Machinelearning: It is not possible to use PermutationFeatureImportance from a model loaded from disk in F#

Created on 9 Jul 2019 · 14Comments · Source: dotnet/machinelearning

I am trying to use PermutationFeatureImportance (PFI) with F# but the F# type system is not resolving ITransformer to ISingleFeaturePredictionTransformer - which is required by PFI.

I believe it is due to IPredictorProducing (and related interfaces) being marked as "internal".

F# supports explicit interfaces and maybe that is the reason for this issue.

Here is a snippet of code that shows what I am trying to do
(I am using the latest bits - v 1.2.0 at the time of this post)

F# let mutable schema = null let mdl = ctx.Model.Load(@"F:\fwaris\data\t\analysis\model_cv_LightGbmBinary.bin", &schema) let mdlt = mdl :?> TransformerChain<ITransformer> let m1 = mdlt.LastTransformer //debugger shows it is Microsoft.ML.Data.BinaryPredictionTransformer<Microsoft.ML.IPredictorProducing<float>> let scored = mdl.Transform(trainView) scored.Preview() ctx.BinaryClassification.PermutationFeatureImportance(m1 :?> _,scored)

@dsyme

F# P1 lightgbm loadsave need info regression

Source

fwaris

Most helpful comment

@fwaris - I just ran into this issue as well. I don't understand how your workaround works. What T is getting passed into MLHelper<T>?

@codemzs - this is the same issue as we were discussing today. I don't think it is possible to use PermutationFeatureImportance once a model is saved to disk.

This is an issue because if you use AutoML, it always saves the model to disk in order to save on memory.

The problem is this code:

https://github.com/dotnet/machinelearning/blob/bb00e07b30e9626b3578ff1934b86dad0d1d1ce9/src/Microsoft.ML.Data/Scorers/PredictionTransformer.cs#L595-L601

Whenever you load a predition transformer from a model stream, it is always creating an instance of a new BinaryPredictionTransformer<IPredictorProducing<float>>. This object cannot be cast to an ISingleFeaturePredictionTransformer<TModel> that is necessary for calling PermutationFeatureImportance because the T in this case (IPredictorProducing<float>) is internal.

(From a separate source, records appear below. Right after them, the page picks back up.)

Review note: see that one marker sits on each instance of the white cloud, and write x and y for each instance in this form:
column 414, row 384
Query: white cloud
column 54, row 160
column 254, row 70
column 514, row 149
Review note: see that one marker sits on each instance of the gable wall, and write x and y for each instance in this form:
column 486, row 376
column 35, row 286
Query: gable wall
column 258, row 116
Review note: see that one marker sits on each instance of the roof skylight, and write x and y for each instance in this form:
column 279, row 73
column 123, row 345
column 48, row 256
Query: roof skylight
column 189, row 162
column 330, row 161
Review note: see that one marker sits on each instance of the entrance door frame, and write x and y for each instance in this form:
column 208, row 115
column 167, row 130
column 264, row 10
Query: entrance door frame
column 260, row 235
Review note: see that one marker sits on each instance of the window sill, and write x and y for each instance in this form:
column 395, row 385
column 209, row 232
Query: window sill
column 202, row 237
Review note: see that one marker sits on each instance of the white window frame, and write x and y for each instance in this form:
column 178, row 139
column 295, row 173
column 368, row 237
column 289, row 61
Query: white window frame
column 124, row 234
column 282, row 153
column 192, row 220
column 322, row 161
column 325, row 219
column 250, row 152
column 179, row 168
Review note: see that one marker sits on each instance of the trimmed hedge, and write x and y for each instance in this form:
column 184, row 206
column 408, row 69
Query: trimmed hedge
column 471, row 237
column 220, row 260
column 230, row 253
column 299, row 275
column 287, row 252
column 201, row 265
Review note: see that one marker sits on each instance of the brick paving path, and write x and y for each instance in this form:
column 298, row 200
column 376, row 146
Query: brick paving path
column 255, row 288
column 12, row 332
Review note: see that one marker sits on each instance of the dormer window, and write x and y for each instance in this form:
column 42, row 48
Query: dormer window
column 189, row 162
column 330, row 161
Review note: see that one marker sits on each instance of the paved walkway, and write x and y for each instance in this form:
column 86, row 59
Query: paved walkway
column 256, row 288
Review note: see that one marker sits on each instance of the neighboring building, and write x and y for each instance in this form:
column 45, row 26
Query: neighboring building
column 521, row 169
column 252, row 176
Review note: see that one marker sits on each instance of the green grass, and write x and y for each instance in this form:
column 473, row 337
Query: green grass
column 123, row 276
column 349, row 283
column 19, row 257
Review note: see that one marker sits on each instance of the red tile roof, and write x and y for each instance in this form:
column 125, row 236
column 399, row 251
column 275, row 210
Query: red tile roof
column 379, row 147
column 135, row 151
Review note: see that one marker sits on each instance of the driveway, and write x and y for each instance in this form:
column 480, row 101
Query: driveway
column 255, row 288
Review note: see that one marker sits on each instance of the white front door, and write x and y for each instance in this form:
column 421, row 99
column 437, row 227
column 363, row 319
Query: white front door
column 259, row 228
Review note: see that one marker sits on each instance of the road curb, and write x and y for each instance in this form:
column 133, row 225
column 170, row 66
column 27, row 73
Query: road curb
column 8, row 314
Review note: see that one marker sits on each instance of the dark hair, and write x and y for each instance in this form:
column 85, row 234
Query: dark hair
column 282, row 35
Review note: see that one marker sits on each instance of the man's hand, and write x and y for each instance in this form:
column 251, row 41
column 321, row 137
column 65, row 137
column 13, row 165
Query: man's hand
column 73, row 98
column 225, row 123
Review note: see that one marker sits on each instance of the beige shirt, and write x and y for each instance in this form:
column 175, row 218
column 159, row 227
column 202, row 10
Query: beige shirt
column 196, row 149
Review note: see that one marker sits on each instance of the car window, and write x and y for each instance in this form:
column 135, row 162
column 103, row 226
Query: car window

We need to change the above code to save off the right type into the model, and create an instance of BinaryPredictionTransformer<TModel>, where TModel is the type that was originally used when training the pipeline before saving to disk - for example, BinaryPredictionTransformer<CalibratedModelParametersBase<LightGbmBinaryModelParameters, PlattCalibrator>> when using LightGbm.

/cc @Dmitry-A @justinormont

eerhardt on 3 Aug 2019

👍2

All 14 comments

work around for now is to use a C# helper given below but really if an interface (IPredictorProducing) is going to be exposed via another public interface, it should not really be marked internal.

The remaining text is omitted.